Closed louislau1129 closed 2 months ago
Thank you very much for your advice and for taking the time to identify potential issues in the implementation. I apologize for the delay in responding as I had other matters to attend to.
Preprocessing Layer Output Dimension: I have corrected the output dimension of the preprocessing layer. It now projects the pretrained wav2vec2 features to a lower hidden dimension of 32.
Normalization of Predicted and Label Scores: Regarding the label scores, the multiplication by 0.2 is intentional. This is done to project the raw fluency label score, which ranges from 0 to 10, to a 0 to 2 scale.
With some adjustments, the model is now delivering rather expected results.
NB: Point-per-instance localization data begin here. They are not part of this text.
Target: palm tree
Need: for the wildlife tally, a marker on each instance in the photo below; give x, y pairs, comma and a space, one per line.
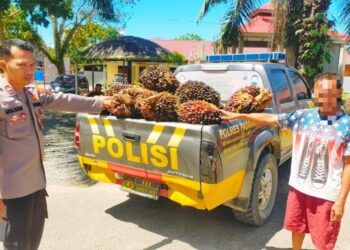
235, 17
345, 14
300, 26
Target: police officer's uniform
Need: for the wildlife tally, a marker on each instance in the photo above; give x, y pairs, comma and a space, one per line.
22, 176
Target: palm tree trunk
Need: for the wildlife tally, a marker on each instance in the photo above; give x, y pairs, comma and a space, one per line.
60, 66
2, 29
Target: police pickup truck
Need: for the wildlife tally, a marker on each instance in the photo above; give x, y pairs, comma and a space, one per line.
233, 164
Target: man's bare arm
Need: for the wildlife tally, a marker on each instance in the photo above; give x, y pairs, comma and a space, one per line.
338, 207
262, 118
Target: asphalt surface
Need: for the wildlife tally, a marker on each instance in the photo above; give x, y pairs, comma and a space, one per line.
86, 215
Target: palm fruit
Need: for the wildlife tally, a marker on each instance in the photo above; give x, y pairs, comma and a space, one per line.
159, 78
196, 90
199, 112
126, 101
250, 99
115, 88
160, 107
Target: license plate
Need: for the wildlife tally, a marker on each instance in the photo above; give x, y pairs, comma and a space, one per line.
141, 187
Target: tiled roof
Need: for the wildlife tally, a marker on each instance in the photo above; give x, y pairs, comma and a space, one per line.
190, 49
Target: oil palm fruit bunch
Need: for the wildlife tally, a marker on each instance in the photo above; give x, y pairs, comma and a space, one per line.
115, 88
126, 102
196, 90
249, 99
159, 78
199, 112
160, 107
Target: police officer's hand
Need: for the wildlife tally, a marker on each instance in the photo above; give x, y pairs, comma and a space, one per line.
2, 209
337, 211
106, 101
Thanks a lot.
First of all, thank you for making efforts to implement this paper. Regarding the unsatifised experimental results, some possible implementation issues are identified to cause this performance gap.
The output dimension of the preprocessing layer should not be equal to the input dimension. See https://github.com/tangYang7/fluency_scorer/blob/main/models/fluScorer.py#L108 Instead, this layer should project the pretrained wav2vec2 features to a much lower hidden dimension, i.e., 32. And the dimension of the BLSTM should be modified accordingly.
The mask is not implemented as desired, e.g., there is no mask passing into the pooling function at https://github.com/tangYang7/fluency_scorer/blob/main/models/fluScorer.py#L56.
The predicted score and label score seem to be not well normalized. The raw fluency label score ranges in [0, 10], not clear why multiply it with 0.2 at https://github.com/tangYang7/fluency_scorer/blob/main/train.py#L313.
Hope these would help you obtain a satifised result.